After writing this article earlier in the week, I went into today's start looking at two things from Scott Kazmir: pitch usage and pitch location. After analyzing Kazmir's starts over the last six weeks or so, Kazmir is at his best when he works the third base side, has good control low in the zone, limits his fastball usage and throws around 27-30% sliders. When he's been bad his pitches have been up and towards the first base side. He also relies on his fastball a bit much and sometimes forgets his slider. Look at exhibit's A & B and you can see what kind of start he had today.
Exhibit A
Exhibit B
|
Fastball |
Slider |
Change |
Usage |
65.20% |
21.70% |
12% |
More on the bad Kazmir after the jump...
A lot of fastballs and a lot of them up and over the plate.

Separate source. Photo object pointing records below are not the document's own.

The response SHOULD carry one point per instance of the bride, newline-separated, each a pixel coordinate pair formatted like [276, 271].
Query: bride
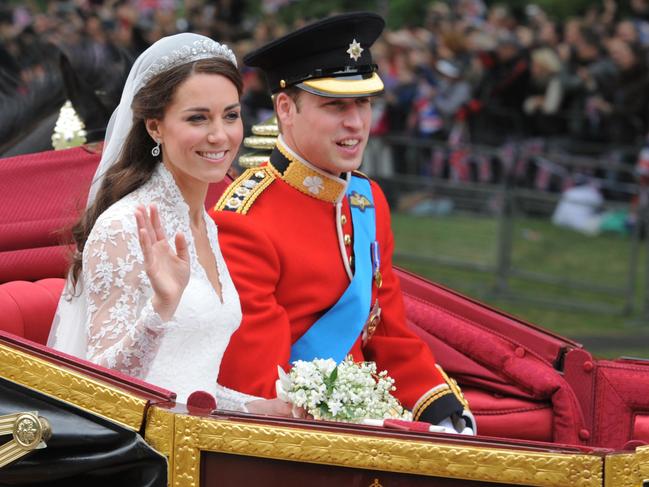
[148, 291]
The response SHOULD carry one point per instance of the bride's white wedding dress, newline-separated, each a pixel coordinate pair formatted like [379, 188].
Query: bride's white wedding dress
[123, 331]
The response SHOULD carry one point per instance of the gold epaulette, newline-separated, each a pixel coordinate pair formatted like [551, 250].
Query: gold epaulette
[452, 383]
[244, 190]
[449, 387]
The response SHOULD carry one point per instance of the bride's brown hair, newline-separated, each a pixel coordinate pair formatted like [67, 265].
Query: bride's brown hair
[135, 164]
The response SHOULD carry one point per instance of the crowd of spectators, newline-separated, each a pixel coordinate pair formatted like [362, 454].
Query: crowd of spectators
[469, 72]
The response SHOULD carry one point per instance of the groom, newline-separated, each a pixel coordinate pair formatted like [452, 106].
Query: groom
[307, 239]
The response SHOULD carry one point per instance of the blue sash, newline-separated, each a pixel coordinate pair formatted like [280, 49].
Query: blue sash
[334, 334]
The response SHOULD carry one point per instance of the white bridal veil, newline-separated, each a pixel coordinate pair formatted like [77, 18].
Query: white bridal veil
[69, 329]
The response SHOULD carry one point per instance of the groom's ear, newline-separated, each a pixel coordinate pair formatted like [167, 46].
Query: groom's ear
[153, 127]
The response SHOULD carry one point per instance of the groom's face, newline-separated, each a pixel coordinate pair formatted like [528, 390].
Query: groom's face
[330, 133]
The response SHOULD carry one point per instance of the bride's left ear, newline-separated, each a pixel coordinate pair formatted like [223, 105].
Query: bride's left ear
[153, 127]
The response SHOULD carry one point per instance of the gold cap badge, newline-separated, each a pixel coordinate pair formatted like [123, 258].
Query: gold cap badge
[355, 50]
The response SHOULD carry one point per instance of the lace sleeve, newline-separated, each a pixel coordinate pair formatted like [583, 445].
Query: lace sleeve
[231, 400]
[122, 325]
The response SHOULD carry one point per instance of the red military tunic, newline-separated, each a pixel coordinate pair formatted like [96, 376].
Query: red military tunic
[286, 234]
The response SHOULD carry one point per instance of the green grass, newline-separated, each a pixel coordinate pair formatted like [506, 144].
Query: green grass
[539, 247]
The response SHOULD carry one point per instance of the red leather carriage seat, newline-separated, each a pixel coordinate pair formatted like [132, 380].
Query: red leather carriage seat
[41, 196]
[505, 367]
[27, 308]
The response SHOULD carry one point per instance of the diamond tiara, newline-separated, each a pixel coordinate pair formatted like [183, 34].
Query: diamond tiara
[202, 49]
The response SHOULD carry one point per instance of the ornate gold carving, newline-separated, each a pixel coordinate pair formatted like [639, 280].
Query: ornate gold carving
[72, 387]
[627, 469]
[194, 434]
[310, 181]
[30, 432]
[159, 433]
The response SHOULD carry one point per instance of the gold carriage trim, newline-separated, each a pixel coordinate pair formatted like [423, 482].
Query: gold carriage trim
[72, 387]
[253, 159]
[627, 469]
[30, 432]
[429, 398]
[260, 142]
[196, 435]
[309, 181]
[244, 190]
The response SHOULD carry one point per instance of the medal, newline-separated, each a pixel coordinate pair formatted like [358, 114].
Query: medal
[376, 264]
[372, 322]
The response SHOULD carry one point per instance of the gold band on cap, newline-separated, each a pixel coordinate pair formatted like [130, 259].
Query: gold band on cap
[342, 87]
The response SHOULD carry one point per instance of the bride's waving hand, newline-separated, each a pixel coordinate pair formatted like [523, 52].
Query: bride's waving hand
[168, 270]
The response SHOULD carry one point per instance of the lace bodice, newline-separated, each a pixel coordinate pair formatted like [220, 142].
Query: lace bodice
[124, 333]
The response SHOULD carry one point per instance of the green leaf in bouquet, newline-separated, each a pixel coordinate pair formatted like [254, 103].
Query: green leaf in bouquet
[331, 380]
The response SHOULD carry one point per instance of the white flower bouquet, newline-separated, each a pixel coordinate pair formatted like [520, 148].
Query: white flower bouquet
[348, 392]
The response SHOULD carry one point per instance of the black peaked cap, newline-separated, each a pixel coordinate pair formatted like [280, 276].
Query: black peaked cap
[320, 50]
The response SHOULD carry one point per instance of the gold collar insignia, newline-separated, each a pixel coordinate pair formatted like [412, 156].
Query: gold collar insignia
[360, 201]
[308, 179]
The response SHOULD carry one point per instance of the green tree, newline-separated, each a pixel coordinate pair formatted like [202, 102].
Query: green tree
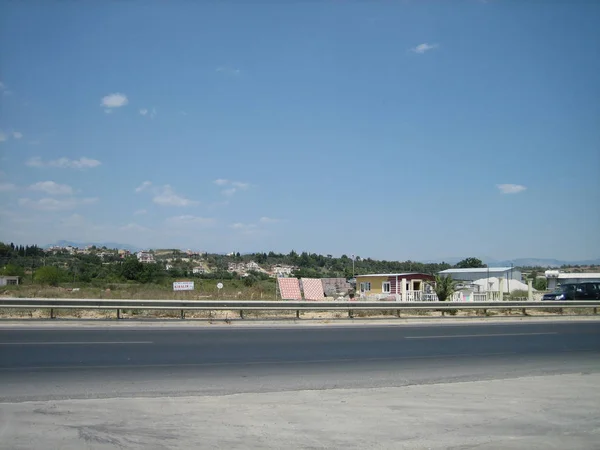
[49, 275]
[540, 284]
[444, 287]
[469, 263]
[131, 268]
[13, 270]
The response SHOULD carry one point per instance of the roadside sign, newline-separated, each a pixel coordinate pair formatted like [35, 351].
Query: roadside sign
[183, 286]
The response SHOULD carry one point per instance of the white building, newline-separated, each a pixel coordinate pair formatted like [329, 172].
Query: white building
[145, 257]
[252, 266]
[472, 274]
[8, 280]
[556, 278]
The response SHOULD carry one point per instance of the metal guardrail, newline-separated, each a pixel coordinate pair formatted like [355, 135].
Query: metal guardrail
[283, 305]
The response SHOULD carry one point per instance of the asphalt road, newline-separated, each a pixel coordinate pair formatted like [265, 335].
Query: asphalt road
[487, 386]
[42, 364]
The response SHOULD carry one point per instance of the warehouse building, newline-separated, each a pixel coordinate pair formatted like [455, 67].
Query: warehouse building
[472, 274]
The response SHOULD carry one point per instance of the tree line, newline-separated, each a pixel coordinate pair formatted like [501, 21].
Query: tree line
[61, 267]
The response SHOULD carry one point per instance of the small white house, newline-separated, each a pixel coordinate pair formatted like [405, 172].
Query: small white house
[8, 280]
[556, 278]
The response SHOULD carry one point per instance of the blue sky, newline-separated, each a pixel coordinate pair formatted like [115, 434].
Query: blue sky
[398, 130]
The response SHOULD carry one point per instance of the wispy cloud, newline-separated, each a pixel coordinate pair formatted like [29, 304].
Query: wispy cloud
[7, 187]
[243, 226]
[4, 89]
[166, 196]
[422, 48]
[53, 204]
[266, 220]
[510, 188]
[74, 220]
[133, 227]
[115, 100]
[189, 220]
[232, 186]
[64, 163]
[148, 113]
[142, 187]
[228, 70]
[52, 188]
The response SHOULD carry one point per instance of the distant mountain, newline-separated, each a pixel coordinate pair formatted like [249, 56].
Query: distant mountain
[523, 262]
[110, 245]
[547, 262]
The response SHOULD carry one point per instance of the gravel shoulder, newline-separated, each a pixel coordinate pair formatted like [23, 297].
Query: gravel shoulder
[546, 412]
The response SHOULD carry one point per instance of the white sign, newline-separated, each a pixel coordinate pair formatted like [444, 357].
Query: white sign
[183, 286]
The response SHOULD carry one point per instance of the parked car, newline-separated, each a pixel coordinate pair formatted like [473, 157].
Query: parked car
[575, 291]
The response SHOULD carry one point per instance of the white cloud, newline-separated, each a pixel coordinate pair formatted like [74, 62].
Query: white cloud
[52, 204]
[6, 187]
[235, 186]
[142, 187]
[166, 196]
[243, 226]
[133, 227]
[4, 89]
[228, 70]
[115, 100]
[52, 188]
[151, 113]
[64, 163]
[269, 220]
[240, 185]
[422, 48]
[74, 220]
[188, 220]
[511, 188]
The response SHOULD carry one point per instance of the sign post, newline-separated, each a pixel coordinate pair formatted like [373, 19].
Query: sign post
[183, 285]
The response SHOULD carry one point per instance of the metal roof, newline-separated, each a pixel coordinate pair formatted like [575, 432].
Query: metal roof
[478, 270]
[393, 274]
[566, 275]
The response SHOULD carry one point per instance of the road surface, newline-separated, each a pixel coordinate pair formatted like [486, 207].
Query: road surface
[225, 384]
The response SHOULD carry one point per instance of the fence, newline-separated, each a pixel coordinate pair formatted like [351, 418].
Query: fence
[60, 303]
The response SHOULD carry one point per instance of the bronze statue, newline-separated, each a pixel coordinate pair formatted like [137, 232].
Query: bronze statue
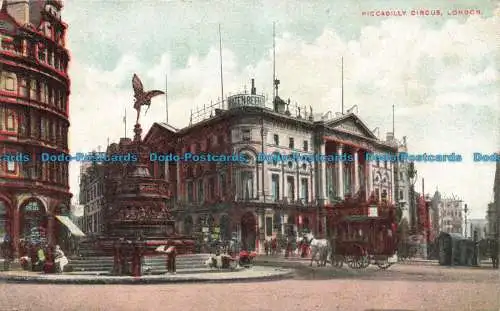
[142, 98]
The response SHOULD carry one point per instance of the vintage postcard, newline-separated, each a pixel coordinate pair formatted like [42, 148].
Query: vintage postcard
[324, 155]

It seems that Kaz had good movement on his slider, which moved in to righties and away from lefties, however, he didn't throw it enough and his control was off. His final line of 4.1 IP, 9 H, 7 ER, 2 BB and 3 K's was definitely not what the Rays needed after getting to within 1.5 games of the wildcard and after giving away Friday's game.
There was no press release, but Jeff Bennett has officially assumed Jason Hammel's role as "The Human White Flag." Bennett was signed as a low risk/potential reward player; however, that potential reward is looking less likely with each appearance.
Over and over Kevin Kennedy said that Joe Maddon wasn't giving up on the game, but keeping an eye toward future games. However, when Maddon decided to leave Bennett and his career .864 OPS against the left handed Russell Branyan with the bases loaded, I think that was a sign the game was over. In case you were not convinced, he left Bennett out there for an addition inning as well as scrapping the DH and putting Pat Burrell in left field as a defensive replacement for Carl Crawford; seriously.
Russ Springer made his debut in garbage time and was greeted with back to back base hits before inducing a 4-6-3 double play and a strikeout on a swinging strike. Springer threw mainly fastballs, and at age 40 was pumping 92-93 regularly. He did throw a few pitches classified as sliders although some call it a cutter.
After a 10 run outburst on Saturday, the Rays offense was flat today. The team had another chance to bust the game open early, however, a bad luck liner off Burrell's bat turned bases loaded and one out into an inning ending double play. The Gregg Zaun/Dioner Navarro platoon looked good today as Navi belted a home run off lefty Ryan Rowland-Smith. Other than that...nada.
A day after things were looking so good, the Rays dropped back to 1.5 games behind the Rangers and could go back down 2.5 to the Red Sox. It's been like this all season, so I guess I should've seen a letdown coming. Take your Joe Maddon alloted 30 minutes to sulk on the loss and then it's time to focus on winning 2 out of 3 in Anaheim.